An example output of the prompt cited above. There are number 1 and 2. 1 shows the claims made including columns like evidence provided, quote/passage, a score, and a comment. 2 is an evaluation of the research design and methodology, following a similar column layout including scores.

What claims are made and how they are supported.
How the research design and methodology fare.

3 and 4 show the bias evaluation, once again with scores. Lastly, 4 shows a summary of the criteria, including strengths, weaknesses, and flags/warnings.

Potential biases that are visible in the research.
A summary box with strengths, weaknesses, and potential flags/warnings.

This study scores high as it follows a robust scientific methodology. The researchers even provided their dataset. (I checked the link.)

Important notes:

An analysis like this doesn’t replace taking a look yourself or thinking critically about the information presented. What it can do, however, is to give you an indication if what you’re reading is inherently flawed.
If the researchers include some form of prompt injection that is supposed to manipulate an evaluation, you could get a wrong evaluation.

That said, working with a structured prompt like this will yield much better results than “summarize this study briefly.”

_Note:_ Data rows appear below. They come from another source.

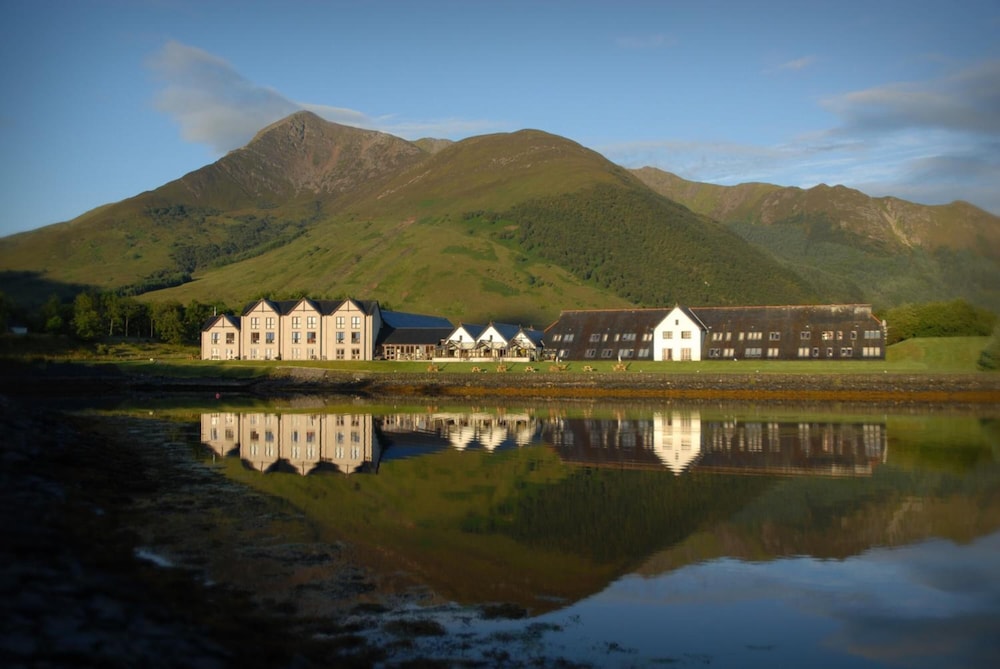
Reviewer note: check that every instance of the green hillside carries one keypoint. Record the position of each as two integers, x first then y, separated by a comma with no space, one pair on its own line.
880,250
512,227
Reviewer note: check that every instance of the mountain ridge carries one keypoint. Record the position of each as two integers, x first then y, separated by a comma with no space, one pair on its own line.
508,226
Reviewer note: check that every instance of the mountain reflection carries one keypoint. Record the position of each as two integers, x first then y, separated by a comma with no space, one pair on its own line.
678,441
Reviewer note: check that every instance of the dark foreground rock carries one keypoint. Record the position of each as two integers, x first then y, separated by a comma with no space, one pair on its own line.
77,589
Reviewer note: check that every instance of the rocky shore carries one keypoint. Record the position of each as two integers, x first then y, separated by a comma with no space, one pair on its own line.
78,588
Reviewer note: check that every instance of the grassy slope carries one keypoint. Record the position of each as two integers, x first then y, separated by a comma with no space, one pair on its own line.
880,250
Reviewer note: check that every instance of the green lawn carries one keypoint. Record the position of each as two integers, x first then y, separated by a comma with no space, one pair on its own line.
944,355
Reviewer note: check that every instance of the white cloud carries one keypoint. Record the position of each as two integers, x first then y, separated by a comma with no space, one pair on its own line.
215,105
930,142
798,63
641,42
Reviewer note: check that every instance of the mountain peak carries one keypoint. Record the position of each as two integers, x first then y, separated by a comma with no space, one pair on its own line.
305,154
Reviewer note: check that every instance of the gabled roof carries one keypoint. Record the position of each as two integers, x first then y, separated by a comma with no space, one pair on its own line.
505,330
470,329
414,336
783,318
536,337
400,319
211,321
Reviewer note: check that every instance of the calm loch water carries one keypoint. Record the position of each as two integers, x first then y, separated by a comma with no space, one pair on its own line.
650,535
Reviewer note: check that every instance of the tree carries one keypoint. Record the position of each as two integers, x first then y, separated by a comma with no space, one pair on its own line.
6,311
86,319
168,318
53,315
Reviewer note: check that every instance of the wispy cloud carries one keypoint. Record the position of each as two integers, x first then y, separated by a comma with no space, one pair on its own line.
643,42
930,142
798,63
216,105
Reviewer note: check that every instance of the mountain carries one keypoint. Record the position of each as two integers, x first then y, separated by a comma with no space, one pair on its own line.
511,226
884,250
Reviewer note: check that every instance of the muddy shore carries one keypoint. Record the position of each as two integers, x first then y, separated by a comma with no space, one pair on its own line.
81,587
876,387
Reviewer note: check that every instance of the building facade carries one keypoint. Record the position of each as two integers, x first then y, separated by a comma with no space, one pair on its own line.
791,332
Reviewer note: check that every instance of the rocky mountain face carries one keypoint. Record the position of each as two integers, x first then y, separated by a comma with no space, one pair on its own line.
887,222
498,222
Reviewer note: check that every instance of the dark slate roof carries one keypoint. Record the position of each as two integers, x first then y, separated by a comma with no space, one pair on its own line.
473,330
535,336
787,318
212,320
400,319
581,324
414,336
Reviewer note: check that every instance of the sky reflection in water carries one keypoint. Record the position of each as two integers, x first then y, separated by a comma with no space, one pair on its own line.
927,604
913,606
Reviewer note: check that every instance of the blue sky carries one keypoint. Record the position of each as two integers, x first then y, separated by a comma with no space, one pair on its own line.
104,99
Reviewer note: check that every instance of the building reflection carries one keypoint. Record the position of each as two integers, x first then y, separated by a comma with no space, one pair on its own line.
679,441
295,443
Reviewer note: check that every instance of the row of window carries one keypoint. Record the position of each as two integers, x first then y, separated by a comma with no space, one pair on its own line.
269,337
268,354
311,321
825,335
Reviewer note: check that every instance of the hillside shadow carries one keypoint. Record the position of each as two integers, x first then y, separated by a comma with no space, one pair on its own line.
31,289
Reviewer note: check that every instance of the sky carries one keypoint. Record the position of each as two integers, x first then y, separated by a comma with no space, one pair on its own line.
104,99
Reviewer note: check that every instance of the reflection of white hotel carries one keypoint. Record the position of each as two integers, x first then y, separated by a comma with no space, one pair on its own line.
465,430
682,441
677,438
300,443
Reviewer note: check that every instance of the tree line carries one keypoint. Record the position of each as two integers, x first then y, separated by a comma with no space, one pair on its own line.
91,316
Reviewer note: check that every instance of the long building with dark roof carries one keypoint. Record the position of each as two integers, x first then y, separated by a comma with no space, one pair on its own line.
791,332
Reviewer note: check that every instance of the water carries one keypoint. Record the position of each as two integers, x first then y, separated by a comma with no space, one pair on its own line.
650,535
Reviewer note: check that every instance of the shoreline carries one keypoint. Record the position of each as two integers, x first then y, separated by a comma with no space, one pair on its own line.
875,388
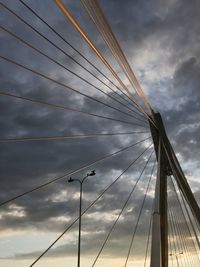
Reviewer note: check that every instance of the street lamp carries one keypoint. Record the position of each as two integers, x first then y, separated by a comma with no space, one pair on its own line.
70,180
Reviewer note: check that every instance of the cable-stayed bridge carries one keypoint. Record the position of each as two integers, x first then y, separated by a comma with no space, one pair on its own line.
164,227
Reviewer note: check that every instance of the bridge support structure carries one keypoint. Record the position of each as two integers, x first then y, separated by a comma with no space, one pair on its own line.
168,164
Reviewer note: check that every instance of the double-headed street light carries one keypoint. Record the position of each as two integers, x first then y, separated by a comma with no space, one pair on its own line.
70,180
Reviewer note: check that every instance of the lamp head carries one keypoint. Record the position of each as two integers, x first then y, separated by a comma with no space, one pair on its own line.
70,180
92,173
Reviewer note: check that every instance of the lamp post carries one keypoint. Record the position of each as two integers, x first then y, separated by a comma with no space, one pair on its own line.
70,180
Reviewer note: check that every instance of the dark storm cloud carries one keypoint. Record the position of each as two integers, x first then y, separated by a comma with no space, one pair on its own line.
172,26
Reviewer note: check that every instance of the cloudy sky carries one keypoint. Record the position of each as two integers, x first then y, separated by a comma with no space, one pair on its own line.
161,42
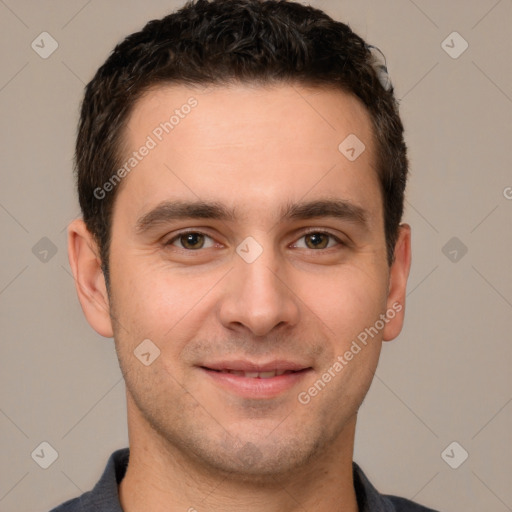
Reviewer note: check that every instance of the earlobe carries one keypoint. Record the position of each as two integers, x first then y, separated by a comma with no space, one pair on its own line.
398,275
89,280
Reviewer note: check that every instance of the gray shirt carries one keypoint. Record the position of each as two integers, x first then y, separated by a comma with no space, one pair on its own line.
105,496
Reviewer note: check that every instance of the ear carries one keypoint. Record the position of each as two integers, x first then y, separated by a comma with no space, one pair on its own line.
90,284
399,272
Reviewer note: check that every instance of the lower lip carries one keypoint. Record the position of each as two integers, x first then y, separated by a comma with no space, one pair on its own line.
249,387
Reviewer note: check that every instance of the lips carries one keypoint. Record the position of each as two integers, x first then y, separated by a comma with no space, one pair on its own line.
256,375
257,381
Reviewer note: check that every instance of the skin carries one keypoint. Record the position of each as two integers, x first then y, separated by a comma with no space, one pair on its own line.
193,444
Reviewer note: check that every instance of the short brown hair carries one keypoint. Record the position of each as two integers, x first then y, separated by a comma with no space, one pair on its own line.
222,42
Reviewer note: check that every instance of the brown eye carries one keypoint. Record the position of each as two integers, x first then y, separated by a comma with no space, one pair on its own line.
192,241
317,240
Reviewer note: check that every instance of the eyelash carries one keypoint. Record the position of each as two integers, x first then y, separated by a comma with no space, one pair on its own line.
312,232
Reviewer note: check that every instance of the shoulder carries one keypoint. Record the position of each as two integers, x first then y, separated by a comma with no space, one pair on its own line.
72,505
404,505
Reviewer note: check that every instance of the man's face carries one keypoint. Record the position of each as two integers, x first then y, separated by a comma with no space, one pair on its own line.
283,271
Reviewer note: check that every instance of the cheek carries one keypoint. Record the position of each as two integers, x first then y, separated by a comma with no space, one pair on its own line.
156,302
347,299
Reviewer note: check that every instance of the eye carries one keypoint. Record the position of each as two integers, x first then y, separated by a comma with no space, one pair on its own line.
318,240
192,241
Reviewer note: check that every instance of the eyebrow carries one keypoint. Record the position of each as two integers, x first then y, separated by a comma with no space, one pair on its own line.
169,211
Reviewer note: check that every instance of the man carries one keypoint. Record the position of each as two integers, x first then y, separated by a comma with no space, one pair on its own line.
241,172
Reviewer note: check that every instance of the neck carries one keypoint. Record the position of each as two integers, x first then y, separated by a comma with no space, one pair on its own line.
164,478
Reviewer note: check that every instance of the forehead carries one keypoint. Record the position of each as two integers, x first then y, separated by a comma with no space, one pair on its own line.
250,146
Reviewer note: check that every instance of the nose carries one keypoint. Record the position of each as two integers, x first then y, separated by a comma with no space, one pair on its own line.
259,296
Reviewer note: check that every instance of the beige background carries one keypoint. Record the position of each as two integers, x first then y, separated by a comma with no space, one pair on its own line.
448,376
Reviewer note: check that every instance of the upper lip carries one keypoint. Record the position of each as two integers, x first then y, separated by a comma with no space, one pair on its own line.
248,366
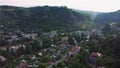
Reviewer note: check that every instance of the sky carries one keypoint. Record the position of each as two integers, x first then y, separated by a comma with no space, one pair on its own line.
91,5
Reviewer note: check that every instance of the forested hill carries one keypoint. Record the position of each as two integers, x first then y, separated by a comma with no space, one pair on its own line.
40,18
106,18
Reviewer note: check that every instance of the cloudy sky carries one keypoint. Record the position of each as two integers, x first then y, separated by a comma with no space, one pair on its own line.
92,5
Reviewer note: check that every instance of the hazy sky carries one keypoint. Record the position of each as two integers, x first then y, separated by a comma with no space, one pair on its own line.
94,5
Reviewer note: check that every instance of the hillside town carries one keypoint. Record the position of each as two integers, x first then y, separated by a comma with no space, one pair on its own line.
50,50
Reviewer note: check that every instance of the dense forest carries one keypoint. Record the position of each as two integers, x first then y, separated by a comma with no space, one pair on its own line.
42,18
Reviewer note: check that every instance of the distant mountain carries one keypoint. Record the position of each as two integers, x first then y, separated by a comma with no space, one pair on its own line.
91,13
106,18
41,18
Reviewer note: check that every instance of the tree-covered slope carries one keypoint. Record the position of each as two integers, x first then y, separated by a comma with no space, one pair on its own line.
40,18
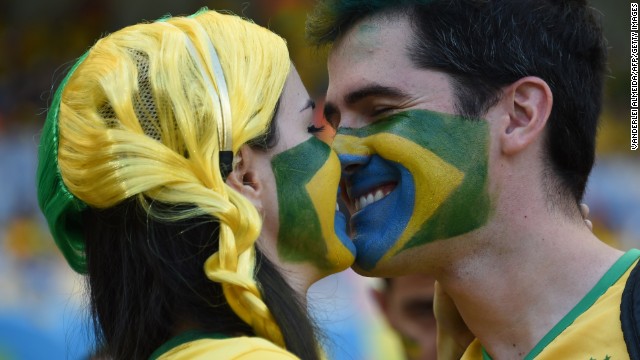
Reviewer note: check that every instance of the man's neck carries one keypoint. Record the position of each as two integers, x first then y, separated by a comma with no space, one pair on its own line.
523,278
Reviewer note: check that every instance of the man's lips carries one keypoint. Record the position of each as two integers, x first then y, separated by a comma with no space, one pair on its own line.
370,196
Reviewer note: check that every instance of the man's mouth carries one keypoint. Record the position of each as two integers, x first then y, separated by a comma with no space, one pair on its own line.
372,195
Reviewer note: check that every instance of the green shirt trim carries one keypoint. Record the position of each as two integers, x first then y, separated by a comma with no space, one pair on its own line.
185,337
610,277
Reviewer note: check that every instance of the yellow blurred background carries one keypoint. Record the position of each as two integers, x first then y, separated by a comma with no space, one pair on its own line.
42,312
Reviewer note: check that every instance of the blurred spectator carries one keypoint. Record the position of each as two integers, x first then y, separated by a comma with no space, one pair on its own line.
407,304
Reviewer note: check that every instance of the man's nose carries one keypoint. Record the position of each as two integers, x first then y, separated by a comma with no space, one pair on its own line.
352,163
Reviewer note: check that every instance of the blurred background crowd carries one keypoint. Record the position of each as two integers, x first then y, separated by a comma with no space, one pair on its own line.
41,306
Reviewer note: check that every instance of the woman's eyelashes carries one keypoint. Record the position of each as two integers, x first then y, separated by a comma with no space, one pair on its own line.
312,129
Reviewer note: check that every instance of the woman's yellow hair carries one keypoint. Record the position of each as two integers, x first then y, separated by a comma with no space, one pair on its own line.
136,119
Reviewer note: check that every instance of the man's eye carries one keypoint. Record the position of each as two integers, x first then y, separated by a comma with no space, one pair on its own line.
381,111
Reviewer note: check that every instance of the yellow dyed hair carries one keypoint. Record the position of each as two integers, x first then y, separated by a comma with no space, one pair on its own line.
136,119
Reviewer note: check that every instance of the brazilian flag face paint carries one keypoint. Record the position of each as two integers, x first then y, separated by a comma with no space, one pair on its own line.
311,230
432,167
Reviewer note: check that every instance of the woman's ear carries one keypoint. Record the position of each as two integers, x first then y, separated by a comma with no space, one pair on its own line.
530,101
245,176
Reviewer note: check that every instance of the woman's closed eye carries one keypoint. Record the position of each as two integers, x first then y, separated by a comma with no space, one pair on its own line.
312,129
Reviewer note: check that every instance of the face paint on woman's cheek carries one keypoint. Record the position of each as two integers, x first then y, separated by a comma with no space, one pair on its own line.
445,159
307,177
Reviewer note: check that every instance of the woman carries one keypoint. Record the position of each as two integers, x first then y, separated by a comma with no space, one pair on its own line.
169,149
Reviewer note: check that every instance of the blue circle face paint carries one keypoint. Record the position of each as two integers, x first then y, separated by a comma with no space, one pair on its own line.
382,190
427,173
311,229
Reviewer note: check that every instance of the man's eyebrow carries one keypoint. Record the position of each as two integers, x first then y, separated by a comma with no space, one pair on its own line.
329,112
374,90
310,104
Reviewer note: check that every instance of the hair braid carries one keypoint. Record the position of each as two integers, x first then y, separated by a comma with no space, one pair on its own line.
135,121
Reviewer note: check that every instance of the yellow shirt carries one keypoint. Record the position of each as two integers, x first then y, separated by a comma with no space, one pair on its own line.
240,348
592,329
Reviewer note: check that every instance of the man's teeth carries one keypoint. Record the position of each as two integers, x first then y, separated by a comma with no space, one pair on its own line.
370,198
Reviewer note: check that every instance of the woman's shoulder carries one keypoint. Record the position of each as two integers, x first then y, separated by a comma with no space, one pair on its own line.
236,348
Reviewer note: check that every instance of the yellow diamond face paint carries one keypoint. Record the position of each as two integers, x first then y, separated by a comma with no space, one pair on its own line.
311,230
415,177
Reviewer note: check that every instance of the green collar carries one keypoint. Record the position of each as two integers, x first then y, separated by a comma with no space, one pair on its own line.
610,277
183,338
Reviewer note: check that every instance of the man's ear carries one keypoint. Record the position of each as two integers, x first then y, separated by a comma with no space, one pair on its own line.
245,177
529,103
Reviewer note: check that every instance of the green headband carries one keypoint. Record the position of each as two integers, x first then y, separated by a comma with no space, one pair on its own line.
62,209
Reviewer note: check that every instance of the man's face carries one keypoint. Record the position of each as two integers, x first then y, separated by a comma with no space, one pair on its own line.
413,173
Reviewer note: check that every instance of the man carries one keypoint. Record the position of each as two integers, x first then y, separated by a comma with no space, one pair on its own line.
407,304
467,132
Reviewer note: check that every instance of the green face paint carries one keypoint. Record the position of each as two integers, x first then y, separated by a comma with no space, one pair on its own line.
307,177
437,164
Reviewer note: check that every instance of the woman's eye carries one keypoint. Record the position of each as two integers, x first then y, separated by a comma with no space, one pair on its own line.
312,129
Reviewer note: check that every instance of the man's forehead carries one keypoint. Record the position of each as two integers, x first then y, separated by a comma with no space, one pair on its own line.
368,36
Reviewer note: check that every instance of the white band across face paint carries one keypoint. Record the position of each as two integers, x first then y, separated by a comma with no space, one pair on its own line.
220,94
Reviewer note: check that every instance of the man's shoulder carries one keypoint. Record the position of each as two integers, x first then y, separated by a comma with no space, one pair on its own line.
630,313
237,348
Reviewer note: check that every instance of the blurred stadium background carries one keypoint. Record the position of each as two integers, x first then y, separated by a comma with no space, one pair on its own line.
41,303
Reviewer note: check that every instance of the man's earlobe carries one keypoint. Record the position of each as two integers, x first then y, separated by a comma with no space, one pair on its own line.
530,101
244,178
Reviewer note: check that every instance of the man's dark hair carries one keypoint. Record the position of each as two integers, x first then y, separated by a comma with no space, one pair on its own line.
485,45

Want better, more honest SEO research? Look at the person in the mirror

SEO is not deterministic – it’s not predictable with a clear cause-and-effect relationship.

Most of what we do in SEO is probabilistic.

Uncertainty and randomness always play a part, even though we often don’t like to admit it.

As a result, SEO research can’t and doesn’t have to meet other disciplines’ standards.

But the uncomfortable truth is that our industry’s hunger for certainty has created a marketplace for false confidence.

We’ve built an ecosystem where suspect research gets rewarded with clicks and authority while rigorous honesty gets ignored, left alone in the dark.

The mountain we’re climbing isn’t getting any less foggy.

But we can choose whether to follow false maps or build better ones together.

Science isn’t always about having all the answers – it’s about asking better questions.

I like to say that changing someone else’s behavior and standards takes time.

In contrast, you can immediately change yours. Change begins with the person in the mirror.

Whether you conduct, report, or consume SEO research.